ARE THE WHEELS COMING OFF OF GOVERNMENT-MANDATED COVID “RELIEF”?

Howard Iten is a retired auto-mechanic and Marine Corps veteran who served in Vietnam. After nearly three decades of serving the Lawndale community with his auto-mechanic business, he likely never thought he’d be in a Federal legal battle at the forefront of government overreach. In Howard Iten v. County of Los Angeles, currently on the docket of the Central District of California Federal Court, Iten is fighting for property rights against the “emergency powers” that have befallen California during this pandemic. After retiring from the auto-mechanic business, he leased his auto-shop building to a franchisee in order to supplement his and his wife’s savings and Social Security income.

In March 2020, the City of Lawndale and Los Angeles County enacted moratoriums on commercial lease evictions, a circumstance that his leasee took full advantage of starting the next month. Despite being in full operation as an “essential business” the entire time, the leasee has fallen behind over $30,000 in rent. This rental income is a significant portion of Iten’s monthly income. Iten is also unable to collect any late fees or interest on this back-rent, so he has essentially been stuck providing a free loan to his tenant for the last year and will be forced to do so for the foreseeable future as well.

The Pacific Legal Foundation has taken up the case pro-bono and is assisting Iten against the encroachment of LA County on his right to freely contract and use his property how he wishes. The complaint was filed on January 19 this year and so far, the County has secured two extensions to delay proceedings. Within the complaint, Iten describes the eviction moratoriums that the County has had in place since March 2020:

“Although the County has amended the moratorium on a nearly monthly basis, since at least September 2020 the moratorium has contained certain key provisions relevant to this action:

(i) no commercial tenant evictions are allowed during the moratorium period;

(ii)  no interest or late fees may be charged for any rent or amounts that came due during the moratorium period;

(iii) commercial tenants with fewer than 10 employees have 12 months from the end of the moratorium period to pay rent that came due during the moratorium; and

(iv) landlords must accept a self-certification of the inability to pay rent for COVID-related reasons from commercial tenants with fewer than 10 employees.”  (Complaint at 6, Iten v. County of Los Angeles, 2021 WL 185088 (C.D.Cal 2021) (No. 2:21-cv-00486)).
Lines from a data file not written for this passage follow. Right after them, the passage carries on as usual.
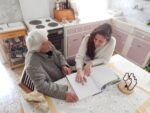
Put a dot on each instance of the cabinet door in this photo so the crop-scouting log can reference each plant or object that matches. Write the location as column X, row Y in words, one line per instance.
column 138, row 51
column 74, row 42
column 120, row 40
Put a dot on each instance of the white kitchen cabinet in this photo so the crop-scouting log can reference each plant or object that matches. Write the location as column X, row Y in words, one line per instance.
column 75, row 34
column 121, row 38
column 139, row 51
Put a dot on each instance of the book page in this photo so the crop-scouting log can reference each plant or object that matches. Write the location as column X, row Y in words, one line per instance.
column 82, row 91
column 102, row 75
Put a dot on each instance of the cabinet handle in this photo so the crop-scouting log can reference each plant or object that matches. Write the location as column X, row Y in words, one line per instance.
column 75, row 39
column 143, row 36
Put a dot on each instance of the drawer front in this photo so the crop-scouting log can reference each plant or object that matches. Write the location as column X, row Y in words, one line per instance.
column 74, row 42
column 120, row 40
column 142, row 35
column 13, row 34
column 138, row 51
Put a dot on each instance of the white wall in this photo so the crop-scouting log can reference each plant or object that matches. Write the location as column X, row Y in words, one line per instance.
column 127, row 6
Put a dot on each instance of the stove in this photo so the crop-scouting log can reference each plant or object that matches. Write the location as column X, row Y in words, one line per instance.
column 42, row 23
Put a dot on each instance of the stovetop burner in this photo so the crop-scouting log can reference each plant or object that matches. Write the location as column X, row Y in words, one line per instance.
column 53, row 24
column 40, row 26
column 35, row 22
column 47, row 20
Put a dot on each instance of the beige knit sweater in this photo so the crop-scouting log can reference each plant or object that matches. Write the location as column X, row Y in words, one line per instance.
column 102, row 55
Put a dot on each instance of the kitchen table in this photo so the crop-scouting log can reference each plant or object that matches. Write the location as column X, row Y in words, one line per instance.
column 111, row 100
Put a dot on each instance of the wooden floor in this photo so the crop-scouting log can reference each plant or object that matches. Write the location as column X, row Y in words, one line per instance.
column 9, row 95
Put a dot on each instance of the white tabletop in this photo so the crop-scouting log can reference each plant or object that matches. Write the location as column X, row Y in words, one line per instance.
column 111, row 100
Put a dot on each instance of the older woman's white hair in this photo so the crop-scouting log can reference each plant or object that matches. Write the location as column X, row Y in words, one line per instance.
column 35, row 39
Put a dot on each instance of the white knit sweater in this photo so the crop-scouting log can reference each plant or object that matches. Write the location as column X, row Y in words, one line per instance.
column 102, row 55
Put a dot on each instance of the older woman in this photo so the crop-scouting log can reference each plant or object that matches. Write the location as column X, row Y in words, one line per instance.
column 44, row 64
column 95, row 49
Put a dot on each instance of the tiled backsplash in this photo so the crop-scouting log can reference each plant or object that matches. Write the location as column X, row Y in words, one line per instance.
column 10, row 11
column 129, row 8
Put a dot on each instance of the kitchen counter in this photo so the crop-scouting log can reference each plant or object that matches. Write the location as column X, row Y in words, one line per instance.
column 87, row 19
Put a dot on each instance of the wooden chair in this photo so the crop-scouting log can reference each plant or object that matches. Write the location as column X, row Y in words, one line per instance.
column 26, row 83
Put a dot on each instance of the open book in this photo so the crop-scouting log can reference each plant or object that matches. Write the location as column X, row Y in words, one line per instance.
column 99, row 79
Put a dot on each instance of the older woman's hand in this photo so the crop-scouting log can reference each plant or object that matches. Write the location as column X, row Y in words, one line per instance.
column 71, row 97
column 87, row 69
column 66, row 70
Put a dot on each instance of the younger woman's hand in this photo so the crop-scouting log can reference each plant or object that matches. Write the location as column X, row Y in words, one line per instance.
column 87, row 69
column 80, row 78
column 71, row 97
column 66, row 70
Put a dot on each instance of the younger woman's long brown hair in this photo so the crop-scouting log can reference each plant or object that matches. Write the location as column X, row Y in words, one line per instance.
column 105, row 30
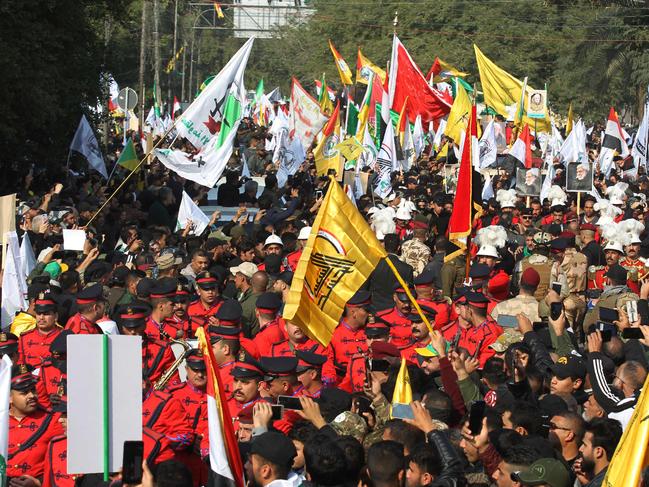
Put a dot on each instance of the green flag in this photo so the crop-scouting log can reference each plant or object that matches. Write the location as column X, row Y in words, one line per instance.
column 231, row 115
column 128, row 158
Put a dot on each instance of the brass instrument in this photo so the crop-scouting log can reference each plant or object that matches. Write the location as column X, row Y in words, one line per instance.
column 161, row 383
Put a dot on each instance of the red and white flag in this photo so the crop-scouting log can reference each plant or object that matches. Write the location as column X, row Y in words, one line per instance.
column 613, row 143
column 176, row 108
column 225, row 459
column 407, row 81
column 522, row 148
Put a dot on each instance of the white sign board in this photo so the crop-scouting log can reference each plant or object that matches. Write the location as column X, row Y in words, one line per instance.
column 85, row 400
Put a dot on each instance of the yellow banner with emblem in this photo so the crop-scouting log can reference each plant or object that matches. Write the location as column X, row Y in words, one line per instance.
column 341, row 253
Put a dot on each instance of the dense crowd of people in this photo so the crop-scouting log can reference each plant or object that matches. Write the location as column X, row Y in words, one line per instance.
column 528, row 375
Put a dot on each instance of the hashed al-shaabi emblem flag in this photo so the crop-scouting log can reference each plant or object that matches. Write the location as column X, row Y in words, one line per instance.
column 341, row 253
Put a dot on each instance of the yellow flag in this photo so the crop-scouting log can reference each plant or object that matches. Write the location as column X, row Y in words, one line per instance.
column 326, row 154
column 350, row 148
column 402, row 390
column 502, row 92
column 341, row 253
column 365, row 67
column 631, row 455
column 458, row 117
column 343, row 70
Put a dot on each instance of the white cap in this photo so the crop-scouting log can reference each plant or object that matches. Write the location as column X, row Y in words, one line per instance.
column 487, row 250
column 245, row 268
column 273, row 239
column 614, row 245
column 403, row 214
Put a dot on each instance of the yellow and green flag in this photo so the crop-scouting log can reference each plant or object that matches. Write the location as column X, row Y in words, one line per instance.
column 504, row 93
column 340, row 254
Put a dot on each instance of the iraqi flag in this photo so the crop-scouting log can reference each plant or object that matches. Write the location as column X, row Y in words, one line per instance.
column 225, row 459
column 613, row 143
column 522, row 148
column 407, row 81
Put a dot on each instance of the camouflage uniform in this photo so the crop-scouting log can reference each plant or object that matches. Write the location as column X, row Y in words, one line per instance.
column 613, row 297
column 575, row 268
column 415, row 253
column 528, row 305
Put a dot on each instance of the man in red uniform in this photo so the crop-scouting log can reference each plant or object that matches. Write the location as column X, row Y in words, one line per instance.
column 208, row 302
column 157, row 355
column 52, row 374
column 348, row 338
column 296, row 340
column 397, row 317
column 177, row 325
column 91, row 304
column 30, row 429
column 193, row 396
column 247, row 374
column 484, row 330
column 225, row 345
column 162, row 308
column 34, row 345
column 427, row 295
column 309, row 373
column 270, row 330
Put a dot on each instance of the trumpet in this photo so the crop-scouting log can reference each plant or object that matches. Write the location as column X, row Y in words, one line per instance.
column 161, row 383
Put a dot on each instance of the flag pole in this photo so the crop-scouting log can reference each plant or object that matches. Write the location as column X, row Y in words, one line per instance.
column 405, row 287
column 128, row 176
column 106, row 405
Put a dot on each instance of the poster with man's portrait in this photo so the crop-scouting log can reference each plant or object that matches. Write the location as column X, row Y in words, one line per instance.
column 451, row 173
column 579, row 177
column 528, row 181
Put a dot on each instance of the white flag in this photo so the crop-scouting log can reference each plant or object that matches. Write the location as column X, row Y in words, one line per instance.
column 5, row 392
column 86, row 143
column 190, row 211
column 27, row 258
column 14, row 285
column 200, row 122
column 488, row 147
column 639, row 149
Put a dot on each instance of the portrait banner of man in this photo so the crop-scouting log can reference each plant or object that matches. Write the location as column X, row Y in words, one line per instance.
column 528, row 181
column 536, row 103
column 579, row 177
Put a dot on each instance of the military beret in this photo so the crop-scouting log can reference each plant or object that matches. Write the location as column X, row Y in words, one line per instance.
column 229, row 312
column 91, row 294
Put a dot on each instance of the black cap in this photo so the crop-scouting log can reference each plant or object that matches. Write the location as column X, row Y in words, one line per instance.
column 60, row 344
column 246, row 368
column 360, row 300
column 268, row 303
column 569, row 366
column 479, row 271
column 617, row 273
column 91, row 294
column 274, row 447
column 273, row 264
column 194, row 360
column 309, row 360
column 230, row 311
column 22, row 378
column 208, row 280
column 425, row 279
column 44, row 303
column 278, row 366
column 163, row 288
column 133, row 315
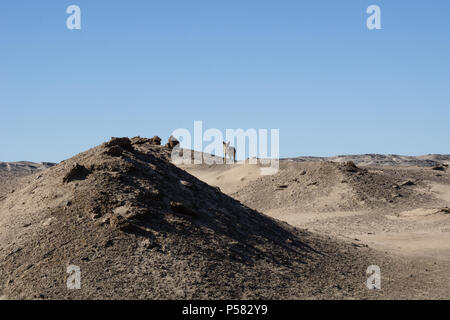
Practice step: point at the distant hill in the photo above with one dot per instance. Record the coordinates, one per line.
(382, 160)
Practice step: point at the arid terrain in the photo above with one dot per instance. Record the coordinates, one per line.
(140, 227)
(384, 203)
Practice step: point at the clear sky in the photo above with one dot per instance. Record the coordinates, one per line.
(309, 68)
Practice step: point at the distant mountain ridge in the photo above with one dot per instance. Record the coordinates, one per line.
(382, 160)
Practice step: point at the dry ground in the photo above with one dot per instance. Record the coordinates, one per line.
(398, 210)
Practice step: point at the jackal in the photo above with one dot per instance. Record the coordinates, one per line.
(230, 151)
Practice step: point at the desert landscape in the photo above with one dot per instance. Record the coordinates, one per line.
(141, 227)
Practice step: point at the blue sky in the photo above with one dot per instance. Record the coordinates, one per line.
(309, 68)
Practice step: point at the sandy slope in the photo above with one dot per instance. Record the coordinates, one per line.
(139, 227)
(398, 210)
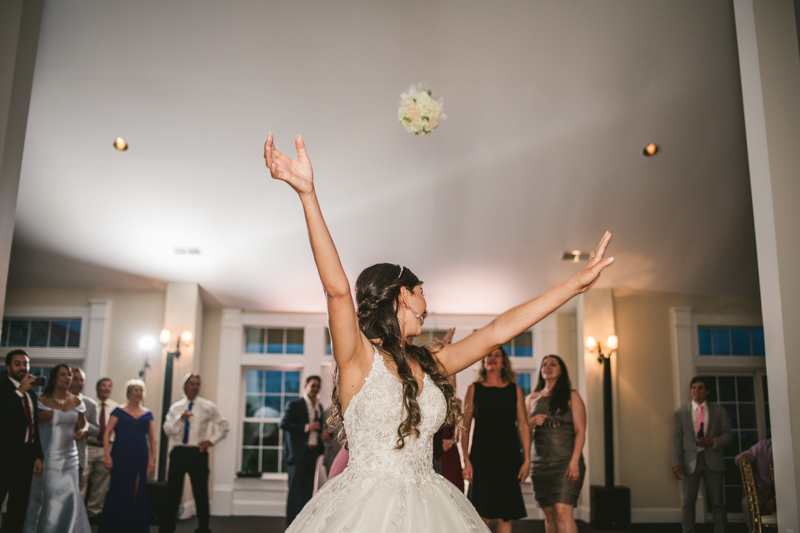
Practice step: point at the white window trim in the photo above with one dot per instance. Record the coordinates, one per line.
(686, 359)
(91, 354)
(687, 362)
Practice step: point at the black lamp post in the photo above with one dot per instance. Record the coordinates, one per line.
(610, 505)
(165, 403)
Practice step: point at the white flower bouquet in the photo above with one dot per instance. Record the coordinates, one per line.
(419, 113)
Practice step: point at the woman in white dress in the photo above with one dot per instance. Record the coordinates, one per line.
(393, 396)
(55, 504)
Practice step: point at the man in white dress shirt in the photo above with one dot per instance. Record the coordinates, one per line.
(97, 477)
(90, 430)
(193, 425)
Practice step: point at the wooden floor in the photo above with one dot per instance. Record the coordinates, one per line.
(261, 524)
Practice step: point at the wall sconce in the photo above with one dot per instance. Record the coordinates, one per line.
(611, 346)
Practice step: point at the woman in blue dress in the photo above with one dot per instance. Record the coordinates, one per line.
(130, 461)
(55, 504)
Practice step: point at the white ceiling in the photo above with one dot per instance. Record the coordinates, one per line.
(549, 104)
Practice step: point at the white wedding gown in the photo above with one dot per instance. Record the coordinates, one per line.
(384, 489)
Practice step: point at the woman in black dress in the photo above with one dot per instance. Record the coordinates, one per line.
(558, 420)
(498, 462)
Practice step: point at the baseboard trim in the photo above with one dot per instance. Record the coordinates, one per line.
(187, 510)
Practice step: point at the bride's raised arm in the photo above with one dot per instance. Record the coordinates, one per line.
(458, 356)
(349, 344)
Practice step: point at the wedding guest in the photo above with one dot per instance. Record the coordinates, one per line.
(497, 464)
(558, 420)
(95, 473)
(132, 459)
(193, 425)
(55, 499)
(20, 448)
(445, 451)
(760, 455)
(700, 432)
(91, 429)
(301, 425)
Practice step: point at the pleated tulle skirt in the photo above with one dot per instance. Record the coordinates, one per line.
(370, 501)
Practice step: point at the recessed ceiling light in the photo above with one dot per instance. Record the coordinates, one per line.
(575, 256)
(180, 250)
(650, 150)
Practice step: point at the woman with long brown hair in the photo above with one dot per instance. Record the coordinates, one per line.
(558, 419)
(392, 396)
(497, 463)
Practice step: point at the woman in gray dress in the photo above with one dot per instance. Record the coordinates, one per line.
(558, 418)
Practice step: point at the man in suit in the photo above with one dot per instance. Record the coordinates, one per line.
(97, 475)
(90, 430)
(302, 444)
(701, 431)
(20, 448)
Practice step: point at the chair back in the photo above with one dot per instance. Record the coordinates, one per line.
(749, 484)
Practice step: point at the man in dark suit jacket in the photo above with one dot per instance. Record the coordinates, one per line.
(302, 444)
(20, 449)
(701, 430)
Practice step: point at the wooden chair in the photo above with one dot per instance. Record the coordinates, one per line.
(759, 522)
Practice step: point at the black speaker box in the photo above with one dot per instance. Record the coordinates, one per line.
(610, 508)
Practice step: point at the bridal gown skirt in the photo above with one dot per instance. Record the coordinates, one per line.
(371, 502)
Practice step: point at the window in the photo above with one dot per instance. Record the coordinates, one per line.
(521, 345)
(716, 341)
(524, 382)
(267, 393)
(41, 333)
(739, 396)
(274, 340)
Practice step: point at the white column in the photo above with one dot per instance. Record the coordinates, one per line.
(229, 381)
(682, 369)
(769, 64)
(98, 339)
(19, 37)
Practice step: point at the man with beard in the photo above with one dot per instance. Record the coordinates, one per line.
(20, 448)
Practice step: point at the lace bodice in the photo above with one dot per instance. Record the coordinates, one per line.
(375, 413)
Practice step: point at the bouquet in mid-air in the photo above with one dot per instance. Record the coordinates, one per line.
(419, 112)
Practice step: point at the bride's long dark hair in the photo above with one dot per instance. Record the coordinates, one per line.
(377, 298)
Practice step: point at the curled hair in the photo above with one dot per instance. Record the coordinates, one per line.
(52, 377)
(507, 375)
(377, 298)
(562, 392)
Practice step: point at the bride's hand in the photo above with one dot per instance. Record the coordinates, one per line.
(297, 173)
(590, 273)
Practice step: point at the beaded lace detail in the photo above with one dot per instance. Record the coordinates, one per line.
(384, 488)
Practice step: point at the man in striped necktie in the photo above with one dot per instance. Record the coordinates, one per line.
(701, 430)
(193, 425)
(20, 449)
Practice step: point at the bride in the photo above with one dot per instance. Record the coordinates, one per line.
(393, 396)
Interestingly, the County moratorium is supposed to apply only where a city within the County does not already have a moratorium on evictions. The City of Lawndale, where Iten’s shop is located, has a moratorium. In fact, it is arguably less restrictive on Iten because it requires more than just a self-certification for the tenant to be protected.  

“Thus, a commercial tenant in the City of Lawndale who can self-certify but who cannot provide documentation of the inability to pay rent for COVID-19-related reasons is not protected by the Lawndale ordinance but is protected by the County’s,” Iten wrote in his complaint.

Iten and Pacific Legal Foundation are arguing that the County has made a law that impairs the obligations of an existing contract, thus infringing on time-honored rights of parties to freely contract. This impairment has cost Iten substantial commercial damages. The complaint does concede that “fighting the spread of COVID-19 is a legitimate and significant governmental interest.” It argues, however, that there is no reasonable relationship that connects the infringement of Iten’s commercial rights to the efforts to combat the pandemic.

The case has garnered some media attention in real estate news outlets. It is also being watched closely, as a ruling in this commercial case may be different than a similar ruling for LA County’s residential eviction moratorium. In November, Federal judge Dean Pregerson, who was recently assigned Iten’s case, ruled that the County’s residential eviction moratorium was to remain in place as he “found no evidence of irreparable harm being done to [apartment] landlords.” The Federal case would only be applicable to the parties at hand. However, a ruling for Iten here, if later challenged and affirmed at the 9th Circuit, could have widely applicable impacts on government overreach during the pandemic.  The 9th Circuit encompasses Alaska, Arizona, California, Hawaii, Idaho, Montana, Nevada, Oregon and Washington.

Mr. Iten and his legal team at Pacific Legal Foundation are up for a fight. “I think it’s wrong that the burden is placed on property owners, while tenants can take advantage of the situation,” Iten said. “At least I owned my property free and clear. I sympathize with those landlords who hold a mortgage.”  

The case will be an interesting watch over the coming months for those interested in property rights in California. Fortunately, most of the reactionary overreach measures taken by state and local governments will be lifted soon, but unfortunately their effects on our citizens will long-after be suffered… and litigated. Best of luck to Iten and the PLF team!